Subjects were recruited by newspaper advertisement. One hundred thirty-four women responded to the advertisements, 63 of whom did not meet the inclusion/exclusion criteria. An additional 30 decided not to proceed further with the study. Forty-one subjects were randomized. Two women, both randomized to propranolol, did not complete the study, one because of a rash and the other because of insomnia.
Protocol
A randomized trial, comparing propranolol 160 mg daily (as a single slow-release tablet; Pacific Pharmaceuticals, Auckland, New Zealand) with placebo over a period of 3 months has been carried out. Blood and urine samples were collected fasting between 0800 and 1000 at baseline, 2 wk, 6 wk, and 3 months. Bone mineral density of the lumbar spine and proximal femur was measured by dual-energy x-ray absorptiometry using a Lunar Expert instrument (GE-Lunar, Madison WI; software version 1.7) at baseline and 3 months.
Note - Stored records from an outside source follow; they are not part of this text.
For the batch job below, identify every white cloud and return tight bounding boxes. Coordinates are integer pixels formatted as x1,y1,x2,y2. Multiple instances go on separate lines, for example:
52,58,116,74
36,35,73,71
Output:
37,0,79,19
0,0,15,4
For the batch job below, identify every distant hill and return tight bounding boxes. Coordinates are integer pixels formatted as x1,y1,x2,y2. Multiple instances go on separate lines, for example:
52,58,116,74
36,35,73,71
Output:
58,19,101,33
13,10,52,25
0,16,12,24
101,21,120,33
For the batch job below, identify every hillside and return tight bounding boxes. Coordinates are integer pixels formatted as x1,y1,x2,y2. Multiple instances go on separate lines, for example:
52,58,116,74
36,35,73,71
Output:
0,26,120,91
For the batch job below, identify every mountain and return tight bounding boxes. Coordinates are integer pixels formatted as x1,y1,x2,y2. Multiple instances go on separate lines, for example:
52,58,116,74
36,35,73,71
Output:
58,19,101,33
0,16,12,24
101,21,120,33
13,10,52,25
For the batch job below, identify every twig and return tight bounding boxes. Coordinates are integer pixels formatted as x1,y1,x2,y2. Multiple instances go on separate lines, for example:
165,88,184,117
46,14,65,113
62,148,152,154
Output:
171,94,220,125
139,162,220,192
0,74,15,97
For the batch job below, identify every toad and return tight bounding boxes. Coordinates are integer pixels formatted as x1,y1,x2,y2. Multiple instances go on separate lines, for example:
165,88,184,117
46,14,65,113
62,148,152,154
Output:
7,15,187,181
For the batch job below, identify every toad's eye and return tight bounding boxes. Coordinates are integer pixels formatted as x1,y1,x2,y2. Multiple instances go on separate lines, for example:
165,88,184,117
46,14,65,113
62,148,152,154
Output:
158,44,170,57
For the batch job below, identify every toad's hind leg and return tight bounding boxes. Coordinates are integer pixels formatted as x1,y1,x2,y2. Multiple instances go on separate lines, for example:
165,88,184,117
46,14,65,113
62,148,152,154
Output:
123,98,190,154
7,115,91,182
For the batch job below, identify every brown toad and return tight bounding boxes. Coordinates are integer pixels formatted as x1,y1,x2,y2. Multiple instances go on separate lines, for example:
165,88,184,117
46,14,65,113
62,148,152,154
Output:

Subjects were randomized to one of two treatment groups using a predetermined schedule, based on computer-generated random numbers. All subjects and study personnel were blinded to treatment allocation throughout. The study was approved by the Auckland Ethics Committee, and written informed consent was provided by each participant.
Measurements
Serum calcium, albumin, creatinine, and total alkaline phosphatase activity and urine creatinine were measured on a Roche Modular autoanalyzer. The Roche Elecsys 2010 platform was used for serum osteocalcin, serum ß-C-terminal telopeptide of type I collagen (ßCTX, ß-CrossLaps), and serum procollagen type-I N-terminal propeptide (PINP). Urine free deoxypyridinoline (fDPD, Pyrilinks-D) was assayed using a DPC Immulite 2000 analyzer. Coefficients of variation of these markers are as follows: osteocalcin, 5.5%; ßCTX, 5.1%; PINP, 1.9%; fDPD, 13%. Each turnover marker was assayed at the end of the study period in a single batch. Samples were stored at 70 C.
Statistics
The primary endpoints of the study were the two specific markers of bone formation, osteocalcin and PINP. The study was, therefore, designed to detect a 1 SD difference between the treatment groups in the change in either of these markers. Because recruitment made allowance for dropouts, the number of completing subjects provides 80% power at the 5% significance level to detect differences of at least 90% of 1 SD between the placebo and propranolol arms.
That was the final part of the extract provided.